Kaçma şüphesi yokken, davet edilse gelecekken, “hareket suçundan” gece yarısı 2’de gözaltı işlemi yapmak, jet hızıyla tutuklama kararı çıkarmak “devletin güç gösterisinden” başka bir şey değildir. Devletin gücünü göstereceği alanlar burası olmamalıdır.
Epey süredir tutuklama maalesef bir tedbir olmanın ötesinde cezalandırma aracına dönüştü. Yatarı olmayan bir suçtan bir gazeteci hakkında tutuklama kararı verilmesi çok yanlış.
Yargı siyasetin sopası olmamalı. Bu hem yargı hem de siyaset makamına yapılacak en büyük kötülüktür. Tayyip Beye bir kötülük yapılıyorsa en büyük kötülük ortaya çıkan bu tablodur.
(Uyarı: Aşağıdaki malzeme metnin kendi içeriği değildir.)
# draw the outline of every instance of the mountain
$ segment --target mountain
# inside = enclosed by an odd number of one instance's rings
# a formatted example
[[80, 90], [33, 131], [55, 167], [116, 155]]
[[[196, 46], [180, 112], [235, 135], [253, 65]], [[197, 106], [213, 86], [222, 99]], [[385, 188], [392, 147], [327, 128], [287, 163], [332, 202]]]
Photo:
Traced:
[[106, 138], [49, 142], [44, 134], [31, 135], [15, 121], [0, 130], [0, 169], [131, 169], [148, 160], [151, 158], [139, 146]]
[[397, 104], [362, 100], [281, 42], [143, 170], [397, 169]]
Minik Serçenin Cesur Yüreği
Bir dönem “Minik Serçenin Cesur Yüreği” diye manşetler atan gazeteler şimdi “O dili koparmak görevimiz” diye manşetler atıyor. Üzülüyoruz gerçekten çok üzülüyoruz…
Onca akçeli işe karışacaksın, Allah’ın kelamını “Bakara-makara” diye alaya alacaksın, ödül olarak da büyükelçi olarak atanacaksın. Bu aymazlığa karşı tek kelime etmeyen MHP Genel Başkanı Devlet Bahçeli, Sezen Aksu’ya demedik laf bırakmıyor. Bakın neler diyor; “Mesela yazdığı ucube bir şarkının sözleri arasında Hazreti Adem ve Hazreti Havva'ya cahil diyen sorumsuz bir sanatçının bindiği sefalet hali cehalet çukurunun açık seçik ortadadır. O sanatçıya diyorum ki, serçeysen serçeliğini bil kuzgunluğa heves etme.”
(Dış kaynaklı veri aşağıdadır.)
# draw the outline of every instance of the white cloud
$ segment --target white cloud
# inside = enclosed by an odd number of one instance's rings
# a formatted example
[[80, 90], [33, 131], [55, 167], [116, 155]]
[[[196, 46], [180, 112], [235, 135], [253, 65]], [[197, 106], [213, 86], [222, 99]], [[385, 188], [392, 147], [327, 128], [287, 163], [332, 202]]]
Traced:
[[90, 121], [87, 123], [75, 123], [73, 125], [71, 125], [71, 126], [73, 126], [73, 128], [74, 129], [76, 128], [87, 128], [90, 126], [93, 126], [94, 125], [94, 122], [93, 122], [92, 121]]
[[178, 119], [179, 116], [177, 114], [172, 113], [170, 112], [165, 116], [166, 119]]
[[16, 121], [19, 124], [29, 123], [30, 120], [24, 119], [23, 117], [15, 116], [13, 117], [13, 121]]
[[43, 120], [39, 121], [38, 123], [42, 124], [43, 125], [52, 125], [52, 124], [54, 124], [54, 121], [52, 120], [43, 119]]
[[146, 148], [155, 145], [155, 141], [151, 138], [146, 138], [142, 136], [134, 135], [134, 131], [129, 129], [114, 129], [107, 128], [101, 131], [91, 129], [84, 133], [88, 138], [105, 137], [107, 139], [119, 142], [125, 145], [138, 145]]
Birileri de kalkmış “aslında şarkı sözünde o manaya gelen bir şey yok” diyerek izahatta bulunmaya çalışıyorlar. Bu konuda izahatta bulunmak bile ayrı bir garabet! Onca aklı başında diye bildiğimiz adam benzer minvalde şeyler söyleyerek aynı kayığa binmiş freni patlamış kamyon gibi adeta uçuruma sürükleniyorlar.
“Farkılılığımız zaaf değil zenginlik” diyen bir anlayışın bu noktaya gelmiş olması o kadar insanı mahcup ediyor ki birebir şahidiyim. Sezen Aksu meselesinde birebir sohbetlerde konuşulanları bir duysanız…“Sussam gönül razı değil konuşsam tesiri yok” ülke maalesef birçok konuda tam olarak böylesi bir çıkmaza sürüklenmiş durumda. Birisi de çıkıp; “Biz ne zaman birbirimize böyle düşman olduk? İçimizde bu kadar enaniyeti, fenalığı, hasedi ve ihtirası ne ara biriktirdik?” diye sormuyor.